My elderly mother ran into herself in my fourth book, The Executrix. As one of my toughest beta readers, Mom gave me “the call” after the second chapter.

“Hey! You killed me off before the book even got started?” she said.

I rolled my eyes. “No, Ma. It’s fiction. She’s not you.”

“I know it’s me. Ellen Dushane says things the way I do.”

Of course, Mom was right. Aren't all Moms right? While I didn’t exactly lift my mother from life, I infused a slow drip of her in my book. I wove the character of Ellen Dushane with tiny stitches of gold truth thread—fine stitches only visible under a magnification loop. Ellen becomes three-dimensional as the book progresses, even though she dies on page thirty. In the end, my Mom laughed and took it all in stride. I expressed “the real” at the safe distance of fictional prose, which crystallized my own fear of losing her. Beneath the outrageous humor in The Executrix, I confronted the ever-present lump in my throat for the inevitability of becoming a middle-age orphan.

The greatest compliment a writer can receive is when readers say their fictional characters are real. That they identify with their attitudes, moral dilemmas, and chemistry. My latest book spawned these comments, which is why The Executrix is now a trilogy about the Dushane sisters. The enthusiastic response allowed me to expand the arc of the three colorful sisters. Yes, they’re modeled after my own two siblings. At signings where my mother attends, readers ask her to autograph the book. Mom writes, Truth is stranger than fiction in jiggly scrawl.

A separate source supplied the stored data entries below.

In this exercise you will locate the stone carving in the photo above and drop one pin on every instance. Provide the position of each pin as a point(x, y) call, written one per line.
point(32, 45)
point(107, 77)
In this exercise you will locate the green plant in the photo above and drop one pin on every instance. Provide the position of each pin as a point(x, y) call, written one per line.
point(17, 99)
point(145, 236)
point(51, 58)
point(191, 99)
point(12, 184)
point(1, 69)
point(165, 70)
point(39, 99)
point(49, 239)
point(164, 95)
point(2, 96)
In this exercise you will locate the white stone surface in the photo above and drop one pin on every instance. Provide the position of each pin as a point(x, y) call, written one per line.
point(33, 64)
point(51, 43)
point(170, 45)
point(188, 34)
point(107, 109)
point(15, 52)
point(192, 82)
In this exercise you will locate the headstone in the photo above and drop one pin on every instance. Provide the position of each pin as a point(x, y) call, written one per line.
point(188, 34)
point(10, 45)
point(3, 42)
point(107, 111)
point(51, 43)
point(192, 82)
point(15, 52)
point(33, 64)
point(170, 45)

Some stuff you can’t make up, and as a writer it takes courage to slip truth on the fictional page. Dig deep into the compost pile. That’s why my favorite T-shirt displays the saying, Careful . . . you’ll end up in my novel.

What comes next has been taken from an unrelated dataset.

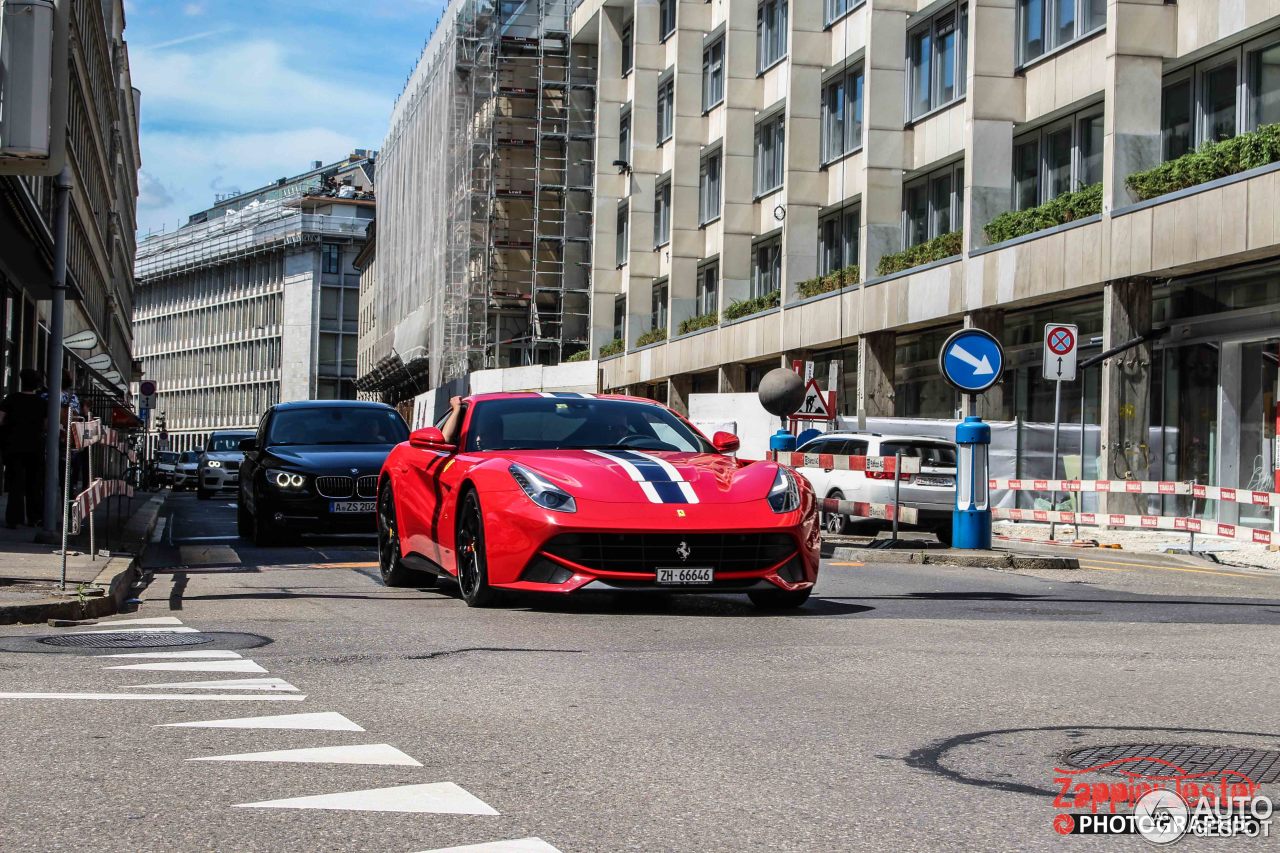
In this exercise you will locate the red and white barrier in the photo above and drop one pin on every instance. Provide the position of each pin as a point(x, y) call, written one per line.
point(1143, 521)
point(1143, 487)
point(865, 510)
point(840, 463)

Courtney Pierce is a fiction writer living in Oregon with her husband of 36 years and bossy cat. She writes for baby boomers. Her novels are filled with heart, humor, and mystery. Courtney has studied craft and storytelling at the Attic Institute and has completed the Hawthorne Fellows Program for writing and publishing. She is a board member of the Northwest Independent Writers Association and is a member of Willamette Writers, Pacific Northwest Writers Association, and Sisters in Crime.

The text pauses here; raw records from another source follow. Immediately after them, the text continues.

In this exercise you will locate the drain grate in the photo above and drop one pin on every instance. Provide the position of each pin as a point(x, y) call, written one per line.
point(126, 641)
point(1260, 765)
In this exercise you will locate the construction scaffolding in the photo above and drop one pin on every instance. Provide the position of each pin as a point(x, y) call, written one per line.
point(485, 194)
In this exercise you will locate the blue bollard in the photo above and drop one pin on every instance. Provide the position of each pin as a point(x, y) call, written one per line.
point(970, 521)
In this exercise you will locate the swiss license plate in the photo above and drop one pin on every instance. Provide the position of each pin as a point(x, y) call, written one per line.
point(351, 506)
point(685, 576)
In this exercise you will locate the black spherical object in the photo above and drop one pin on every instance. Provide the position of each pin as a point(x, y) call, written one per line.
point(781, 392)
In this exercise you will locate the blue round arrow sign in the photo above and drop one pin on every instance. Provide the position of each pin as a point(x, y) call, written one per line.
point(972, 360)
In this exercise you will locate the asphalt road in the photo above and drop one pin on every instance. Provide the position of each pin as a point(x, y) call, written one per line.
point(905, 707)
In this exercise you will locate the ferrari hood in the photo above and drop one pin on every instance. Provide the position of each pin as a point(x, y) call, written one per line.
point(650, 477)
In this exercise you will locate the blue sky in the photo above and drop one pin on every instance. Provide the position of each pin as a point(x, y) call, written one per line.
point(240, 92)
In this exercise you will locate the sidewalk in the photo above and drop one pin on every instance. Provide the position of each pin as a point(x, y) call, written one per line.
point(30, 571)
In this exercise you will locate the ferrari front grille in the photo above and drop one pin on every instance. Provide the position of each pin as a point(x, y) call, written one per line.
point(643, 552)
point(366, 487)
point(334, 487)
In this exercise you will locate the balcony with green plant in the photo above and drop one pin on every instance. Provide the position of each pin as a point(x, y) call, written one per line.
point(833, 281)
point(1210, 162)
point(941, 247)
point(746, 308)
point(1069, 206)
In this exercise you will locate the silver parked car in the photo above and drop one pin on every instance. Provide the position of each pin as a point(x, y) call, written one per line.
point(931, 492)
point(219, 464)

Colorful characters come alive in Courtney's latest novel, The Executrix. When three middle-aged sisters find a manuscript for a murder mystery in their dead mother’s safe, their view of Mom take a whole new turn. Is it truth? Or fiction? Sibling blood becomes thicker than baggage, while Mom looms larger in death than she was in life.

Look for the second book in the trilogy, Indigo Lake. Due out in fall, 2015. Visit Courtney's website at www.courtney-pierce.com. Her books can be purchased at Windtree PressAmazon, Barnes and Noble, Kobo Books, and at several independent bookstores in the Portland and Salem area.


4 comments:

Judith Ashley said...

Great post, Courtney. My son believes I modeled my first book's heroine's son, Charlie, after him. Not really but I can see how he came to that conclusion. It is high praise indeed when readers really relate to your characters!

Sarah Raplee said...

"Writers come to the profession with a compost pile of life experiences.......(everything) get(s) shoved into the grinder, then they steam and percolate. Out shoots rich fertilizer for fictional prose."

What a great description of the process! Great writing does, indeed, contain truth. Wonderful post!

Courtney Pierce said...

Thanks all! It's a fun topic because every writer has their own unique take on the process. I love the circuitous route for speaking truths from the mouths of fictional characters. What's even more fun (and sobering) is what I learn about myself in the process.

Lynn Lovegreen said...

Great post, Courtney. The best authors have characters that jump off the page at the reader. And it's okay if those characters are inspired by reality.